Uno de los momentos más tensos de la jornada se produjo cuando la vicepresidenta Francia Márquez tomó la palabra. Con evidente molestia, denunció actos de corrupción y criticó la actitud de la canciller Laura Sarabia hacia ella. “Ojalá no sea solo el Consejo de Ministros, porque no todo se hace con la transparencia, presidente, con la que hoy le estamos hablando aquí al país, y eso es parte de mis dolores, porque ayudé a elegir este Gobierno. Me duele”, afirmó Márquez. Su intervención dejó al descubierto las fracturas internas y las discrepancias en la cúpula gubernamental.
La canciller Sarabia, por su parte, fue objeto de múltiples críticas. El ministro Gustavo Bolívar la acusó directamente de mentir sobre la atención a los colombianos deportados desde Estados Unidos, exclamando: “Laura miente, presidente”. Estas palabras evidenciaron la falta de cohesión y confianza entre los miembros del gabinete.
La reciente incorporación de Armando Benedetti como jefe de gabinete también generó controversia. Su nombramiento provocó la amenaza de dimisión por parte de la ministra de Ambiente, Susana Muhamad, quien expresó su inconformidad debido al pasado controvertido de Benedetti. Este episodio añadió una capa más de tensión a una reunión ya cargada de confrontaciones.

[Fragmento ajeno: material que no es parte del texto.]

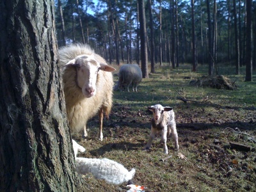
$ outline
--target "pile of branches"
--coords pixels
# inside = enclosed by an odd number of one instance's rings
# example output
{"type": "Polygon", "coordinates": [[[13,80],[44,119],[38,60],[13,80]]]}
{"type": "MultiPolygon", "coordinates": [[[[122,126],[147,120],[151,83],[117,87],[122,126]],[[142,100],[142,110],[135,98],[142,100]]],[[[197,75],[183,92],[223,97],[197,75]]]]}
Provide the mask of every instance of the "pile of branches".
{"type": "Polygon", "coordinates": [[[192,80],[190,85],[195,86],[211,87],[216,89],[234,90],[236,89],[235,82],[223,76],[202,76],[197,80],[192,80]]]}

La transmisión en vivo, que buscaba acercar al gobierno con la ciudadanía, tuvo repercusiones inmediatas en la opinión pública. Las redes sociales se inundaron de comentarios y memes que comparaban el evento con un reality show o incluso con la junta de Ecomoda de la popular telenovela “Yo soy Betty, la fea”. Los internautas no tardaron en expresar su sorpresa y descontento ante lo que percibieron como una muestra de desorganización y falta de profesionalismo en la administración pública.
Analistas políticos han señalado que esta exposición pública de las diferencias internas podría tener consecuencias negativas para la imagen del gobierno. La falta de unidad y las acusaciones cruzadas entre altos funcionarios podrían minar la confianza de la ciudadanía en la capacidad del Ejecutivo para gestionar el país de manera efectiva.
En respuesta a las críticas, el presidente Petro defendió la decisión de transmitir el Consejo de Ministros, argumentando que la democracia requiere transparencia y que los actos administrativos no deben tomarse en la oscuridad, salvo en temas de seguridad nacional. Sin embargo, reconoció que no todas las reuniones se transmitirán en vivo para no “aburrir a la ciudadanía”.
Este episodio ha dejado al descubierto las complejidades y desafíos que enfrenta el gobierno de Gustavo Petro. La apuesta por la transparencia, aunque loable, ha evidenciado la necesidad de fortalecer la cohesión interna y mejorar la comunicación entre los miembros del gabinete para garantizar una gestión efectiva y en beneficio de todos los colombianos.